'Birds of Prey' deserved better than its half-baked rollout

Margot Robbie and the main cast of Birds of Prey
Warner Bros.
Culture

Birds of Prey: The Fantabulous Emancipation of Harley Quinn was an incredibly fun movie. Margot Robbie reprised her role as the psychologist-turned-supervillain, and the story begins after Quinn and the Joker finally broke up. That’s the first gift of the film: Jared Leto’s unsettling and underwhelming Joker is nowhere in sight.

The downside of Quinn’s breakup is that she no longer has the protection of Gotham’s Clown Prince of Crime. This opens her up to retaliation to everyone who Quinn has wronged. Given that she operates on an axis of chaos, this is a lengthy list. At the top is Black Mask, portrayed by an excellent and demented Ewan McGregor, and his sidekick, a groveling bleach blonde Chris Messina as Victor Zsasz.

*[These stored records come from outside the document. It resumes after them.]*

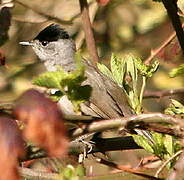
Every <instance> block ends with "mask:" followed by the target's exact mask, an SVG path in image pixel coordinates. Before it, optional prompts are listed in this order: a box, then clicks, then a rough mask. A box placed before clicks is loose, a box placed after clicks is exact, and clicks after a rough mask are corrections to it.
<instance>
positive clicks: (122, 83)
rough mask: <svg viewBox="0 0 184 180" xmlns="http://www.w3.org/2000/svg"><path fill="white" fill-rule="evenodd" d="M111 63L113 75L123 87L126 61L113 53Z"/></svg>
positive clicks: (115, 79) (118, 82) (111, 69)
mask: <svg viewBox="0 0 184 180" xmlns="http://www.w3.org/2000/svg"><path fill="white" fill-rule="evenodd" d="M110 63H111V71H112V76H113V78H114V80H115V81H116V82H117V83H118V85H119V86H120V87H122V85H123V78H124V74H125V68H124V66H125V61H124V60H123V59H121V58H118V57H117V56H115V55H114V54H112V56H111V61H110Z"/></svg>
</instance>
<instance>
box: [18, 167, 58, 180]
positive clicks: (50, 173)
mask: <svg viewBox="0 0 184 180" xmlns="http://www.w3.org/2000/svg"><path fill="white" fill-rule="evenodd" d="M19 172H20V175H21V176H22V177H24V178H25V179H45V180H46V179H48V180H57V179H58V174H56V173H46V172H41V171H36V170H32V169H29V168H19Z"/></svg>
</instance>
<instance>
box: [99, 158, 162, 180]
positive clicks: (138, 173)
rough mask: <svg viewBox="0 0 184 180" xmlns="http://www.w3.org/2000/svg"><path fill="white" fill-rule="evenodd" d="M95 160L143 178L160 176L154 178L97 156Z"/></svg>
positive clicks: (155, 178)
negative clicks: (156, 176) (139, 176)
mask: <svg viewBox="0 0 184 180" xmlns="http://www.w3.org/2000/svg"><path fill="white" fill-rule="evenodd" d="M96 160H97V162H99V163H101V164H104V165H107V166H109V167H112V168H116V169H119V170H123V171H125V172H128V173H131V174H135V175H138V176H141V177H144V178H148V179H150V180H161V179H160V178H156V177H153V176H150V175H147V174H144V173H142V172H139V171H137V170H134V169H132V168H127V167H124V166H122V165H118V164H116V163H114V162H112V161H107V160H105V159H102V158H98V159H96Z"/></svg>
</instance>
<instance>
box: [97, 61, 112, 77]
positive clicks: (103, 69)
mask: <svg viewBox="0 0 184 180" xmlns="http://www.w3.org/2000/svg"><path fill="white" fill-rule="evenodd" d="M97 67H98V69H99V70H100V71H101V72H102V73H103V74H104V75H106V76H107V77H109V78H111V79H112V80H114V78H113V75H112V72H111V71H110V70H109V69H108V68H107V66H105V65H104V64H100V63H97Z"/></svg>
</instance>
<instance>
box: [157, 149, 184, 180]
mask: <svg viewBox="0 0 184 180" xmlns="http://www.w3.org/2000/svg"><path fill="white" fill-rule="evenodd" d="M182 152H183V150H180V151H178V152H176V153H175V154H174V155H172V156H171V157H170V158H169V159H167V161H165V162H164V163H163V164H162V165H161V166H160V168H159V169H158V170H157V172H156V173H155V177H158V176H159V174H160V173H161V171H162V170H163V169H164V168H165V167H166V166H167V164H168V163H169V162H170V161H171V160H173V159H174V158H176V157H177V156H179V155H180V154H181V153H182Z"/></svg>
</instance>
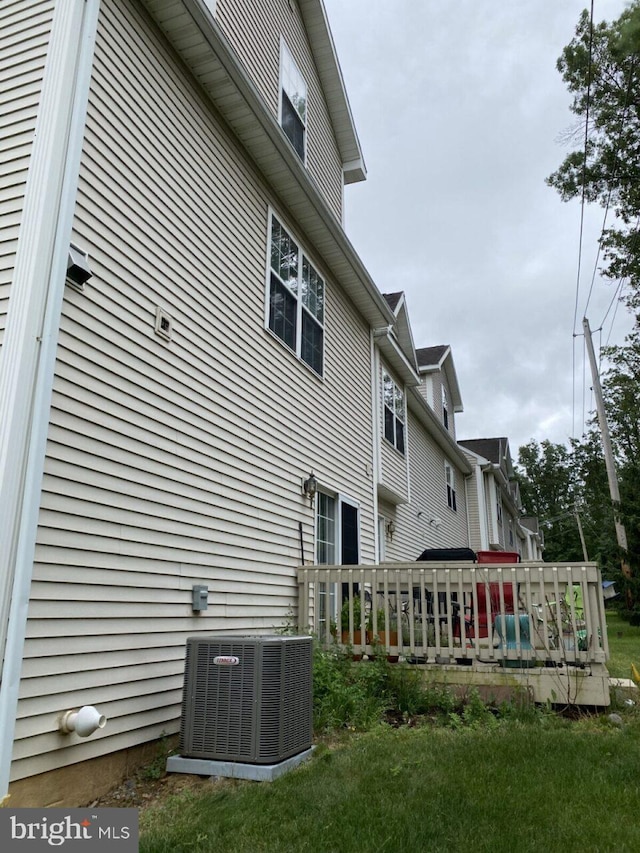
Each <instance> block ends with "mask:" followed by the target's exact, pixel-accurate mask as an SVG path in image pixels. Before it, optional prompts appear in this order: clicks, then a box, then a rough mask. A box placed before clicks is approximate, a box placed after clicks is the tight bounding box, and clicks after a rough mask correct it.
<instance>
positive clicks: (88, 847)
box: [0, 808, 138, 853]
mask: <svg viewBox="0 0 640 853" xmlns="http://www.w3.org/2000/svg"><path fill="white" fill-rule="evenodd" d="M0 850H1V851H2V853H4V851H7V853H14V851H21V853H30V851H32V850H33V851H43V850H48V851H51V850H64V851H67V850H69V851H71V853H73V851H74V850H75V851H76V853H80V851H83V853H84V851H88V852H89V853H93V851H94V850H97V851H104V853H112V851H113V853H116V851H117V853H138V810H137V809H11V808H7V809H0Z"/></svg>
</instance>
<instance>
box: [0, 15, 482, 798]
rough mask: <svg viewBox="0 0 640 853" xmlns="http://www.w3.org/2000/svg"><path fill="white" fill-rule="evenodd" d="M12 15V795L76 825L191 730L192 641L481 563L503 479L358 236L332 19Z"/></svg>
mask: <svg viewBox="0 0 640 853" xmlns="http://www.w3.org/2000/svg"><path fill="white" fill-rule="evenodd" d="M1 15H2V17H0V51H2V56H3V61H4V66H3V71H4V72H5V79H6V80H7V81H8V82H7V86H6V88H5V92H6V96H5V101H4V104H3V111H2V115H1V117H0V139H1V141H2V146H3V151H4V152H5V153H4V155H3V156H4V164H5V165H6V170H5V176H6V179H5V184H4V187H5V189H4V190H3V192H4V194H3V204H4V205H5V207H4V209H3V210H4V211H5V212H6V213H5V215H3V219H2V223H1V230H0V250H1V252H0V257H1V258H2V267H1V269H0V275H1V278H0V345H1V349H0V517H2V519H3V525H4V529H3V536H4V540H3V545H5V547H3V549H2V551H1V552H0V579H1V581H0V583H1V586H0V647H1V648H2V650H3V663H2V683H1V685H0V738H1V739H2V740H1V745H0V798H1V797H2V795H3V794H4V792H5V791H6V789H7V785H8V783H9V780H10V779H11V782H12V785H11V794H12V801H11V802H12V805H16V806H20V805H56V804H65V805H74V804H78V803H79V802H81V801H82V800H83V799H85V800H87V799H91V798H93V797H94V796H97V795H98V793H99V792H100V790H104V789H105V788H106V787H108V786H109V785H110V784H111V783H112V781H114V780H115V779H117V778H118V777H119V775H120V774H122V773H124V772H126V768H127V767H131V766H132V765H133V764H135V762H136V761H138V760H140V756H141V754H142V751H143V750H144V747H145V745H146V744H149V743H151V742H153V741H154V740H156V739H157V738H159V737H160V736H161V735H163V734H172V733H174V732H175V731H176V730H177V727H178V720H179V715H180V701H181V690H182V681H183V660H184V649H185V641H186V638H187V637H188V636H190V635H193V634H195V633H199V632H206V633H208V632H212V631H224V632H225V633H233V634H237V635H240V634H248V633H264V632H268V631H272V630H273V629H274V627H278V626H281V625H283V624H284V623H285V622H286V620H287V618H288V615H289V614H290V613H291V612H292V611H293V612H295V608H296V604H297V580H296V569H297V567H298V566H299V565H300V564H302V563H314V562H315V563H345V564H353V563H369V564H370V563H374V562H375V561H376V560H378V559H398V560H399V559H411V560H412V559H415V557H416V556H417V555H418V554H419V553H420V551H422V550H423V549H424V548H425V547H429V546H448V545H450V546H460V545H467V544H469V539H468V520H467V504H468V500H469V495H468V489H467V488H466V486H467V480H466V478H467V477H469V476H470V475H471V473H472V470H475V467H476V461H475V459H476V457H475V456H474V454H468V453H467V451H466V450H465V452H462V451H461V450H460V449H459V448H458V447H457V445H456V443H455V425H454V421H453V414H454V413H455V412H456V411H460V410H461V400H460V395H459V389H458V386H457V380H456V378H455V370H454V369H453V362H452V360H451V355H450V352H449V351H448V348H447V352H442V353H441V354H440V355H439V356H435V355H434V357H433V358H426V359H423V358H422V357H421V355H420V353H425V352H428V350H427V351H425V350H418V357H417V358H416V351H415V349H414V345H413V340H412V336H411V330H410V326H409V321H408V316H407V311H406V305H405V303H404V297H403V296H402V294H393V295H391V296H390V297H387V298H384V297H383V296H382V294H381V293H380V292H379V291H378V289H377V287H376V286H375V284H374V282H373V281H372V280H371V278H370V276H369V275H368V273H367V271H366V270H365V268H364V267H363V265H362V263H361V261H360V259H359V258H358V256H357V255H356V254H355V252H354V250H353V248H352V246H351V243H350V242H349V240H348V239H347V238H346V236H345V234H344V231H343V227H342V220H343V209H342V202H343V191H344V185H345V184H348V183H351V182H353V181H358V180H362V179H364V177H365V168H364V162H363V158H362V153H361V151H360V146H359V142H358V138H357V135H356V131H355V128H354V125H353V121H352V118H351V113H350V110H349V105H348V101H347V98H346V94H345V91H344V86H343V82H342V78H341V74H340V69H339V65H338V62H337V58H336V55H335V50H334V46H333V42H332V39H331V35H330V32H329V28H328V24H327V20H326V15H325V11H324V7H323V4H322V2H321V0H272V2H270V3H263V4H258V3H251V4H247V3H244V2H242V0H216V2H214V0H131V2H128V3H122V2H120V0H14V2H13V3H11V4H9V6H7V5H6V4H5V6H4V7H3V10H2V13H1ZM436 349H439V348H436ZM443 389H445V390H443ZM470 460H471V461H470ZM196 586H206V587H207V588H208V603H207V604H208V606H207V608H206V609H204V610H196V609H194V607H193V596H192V592H193V588H194V587H196ZM325 592H329V590H325ZM326 606H327V599H326V598H325V607H326ZM328 606H329V607H330V606H331V604H330V603H329V605H328ZM85 705H91V706H96V707H97V708H98V709H99V711H100V712H101V713H102V714H103V715H104V716H105V717H106V719H107V722H106V725H105V727H104V728H102V729H100V730H99V731H97V732H96V733H95V734H94V735H92V736H91V737H88V738H80V737H78V735H77V734H74V733H72V734H68V733H63V732H61V731H60V730H59V724H60V719H61V717H62V716H63V715H64V714H65V712H67V711H70V710H74V709H77V708H79V707H81V706H85Z"/></svg>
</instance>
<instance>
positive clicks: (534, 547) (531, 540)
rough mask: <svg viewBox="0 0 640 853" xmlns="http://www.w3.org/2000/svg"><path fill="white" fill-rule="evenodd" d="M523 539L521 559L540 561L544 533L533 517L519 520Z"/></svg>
mask: <svg viewBox="0 0 640 853" xmlns="http://www.w3.org/2000/svg"><path fill="white" fill-rule="evenodd" d="M520 528H521V533H522V537H523V540H524V542H523V546H522V559H523V560H542V559H543V553H544V532H543V530H542V528H541V527H540V524H539V522H538V519H537V518H535V517H534V516H523V517H522V518H521V519H520Z"/></svg>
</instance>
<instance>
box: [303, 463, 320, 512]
mask: <svg viewBox="0 0 640 853" xmlns="http://www.w3.org/2000/svg"><path fill="white" fill-rule="evenodd" d="M302 490H303V491H304V493H305V495H306V496H307V497H308V498H309V503H310V504H312V503H313V499H314V498H315V496H316V492H317V491H318V481H317V480H316V478H315V475H314V473H313V471H312V472H311V473H310V474H309V477H308V479H306V480H305V481H304V483H303V484H302Z"/></svg>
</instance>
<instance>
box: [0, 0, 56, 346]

Over the course of the film, Quinn teams up with Black Canary (Jurnee Smollett-Bell), a cabaret singer with an excellent roundhouse kick, Huntress (Mary Elizabeth Winstead), a socially awkward assassin hellbent on revenge, Detective Renee Montoya (Rosie Perez), who talks like a 1980s sitcom cop, and a kid named Cassandra Cain (Ella Jay Basco), a pickpocket a little too good at her job.

This crew of women could have become a cheesy “This is empowerment” style trope, catered to paying lip service to the idea that “women are superheroes.” That didn’t happen, which was the second gift of the film. The characters instead remained messy enough to be interesting, violent enough to be cool, and funny enough to feel real. Harley Quinn, a self-indulgent and messy villain, thankfully swapped out the hot pants, fishnets, and bra top for clothes that were focused less on sex appeal and more on personality.

That didn’t mean the movie wasn’t sexy; Black Canary, Quinn, and Huntress’s legs were choreographed into lethal weapons, whipping across the screen and stretching to unimaginable distances as they caved in the heads of Gotham’s beat cops and lowly criminals. There’s one fight scene that features Quinn’s signature baseball bat, a brick of cocaine, and police evidence locker room, and it is not only one of the best action scenes in the extended DC Universe, it also showcased everything that is hot about Margot Robbie.

None of these factors, which weren’t included in the colorful and well-soundtracked marketing campaign, could prevent the movie from having a disappointing opening box office weekend in the United States. The film only grossed $33 million domestically, which is one of the lowest showings for a DC film. Birds of Prey had a slightly stronger showing internationally, grossing an overall $81 million, earning back its entire budget the first weekend. Unfortunately, making a superhero universe movie comes with the expectation of hundreds of millions, and sometimes even billions of dollars in profit for the studio.

Industry insiders told The Verge that this largely has to do with several bad decisions relating to the rollout of the film. The Birds of Prey title didn’t feature the name, Harley Quinn, for starters, so it wasn’t clearly translated to potential audiences that this was a movie about Quinn, and somewhat of a sequel to Suicide Squad.

The second factor for the domestic flop has a lot to do with the fact the best elements of the movie weren’t shown in trailers. The studio didn’t release any red band cuts and therefore Birds of Prey seemed like it would be filled with colorful fluff — of which there was plenty — but there was also drug use, knifing off of faces, and entirely too realistic scenes of knee caps being broken in every direction. It was awesome and what made the Birds of Prey feel special.

To address the flop, studio executives have decided to change the name of the film to Harley Quinn: Birds of Prey, hoping that people will be able to better recognize that the movie is a Harley Quinn film at movie theaters and in search engines. Birds of Prey, like so much of the internet, just became a victim to search engine optimization.

What’s most unfortunate about all of this is that studios are likely to take this underwhelming performance as guidance to not continue green lighting these types of films. Birds of Prey centered on complicated women who simultaneously were sexy and didn’t cater to the male gaze. Much of that because women were also behind the camera. Director Cathy Yan (Dead Pigs) successfully mashed elements of a breakup comedy, coming of age story, and superhero action into Harley Quinn’s first solo movie. Margot Robbie’s production company, LuckyChap Entertainment, was behind the movie — it is why Yan was the director and Christina Hodson wrote the script.

A movie led by women — including a gay character and two women of color — is already a rarity in Hollywood. The agency they’re given on-screen even furthers Birds of Prey’s unicorn status. This is the result of women who wrote, directed, and produced the movie, another uncommon occurrence. But without the box office millions and billions that have come to be expected from higher budget franchise films, it might be something that won’t happen again — at least not for a long time. And that’s a loss for audiences everywhere.

Women should be able to fail, suck, and disappoint — on-screen and off — with the same frequency and bravado that men do, and then be given more chances.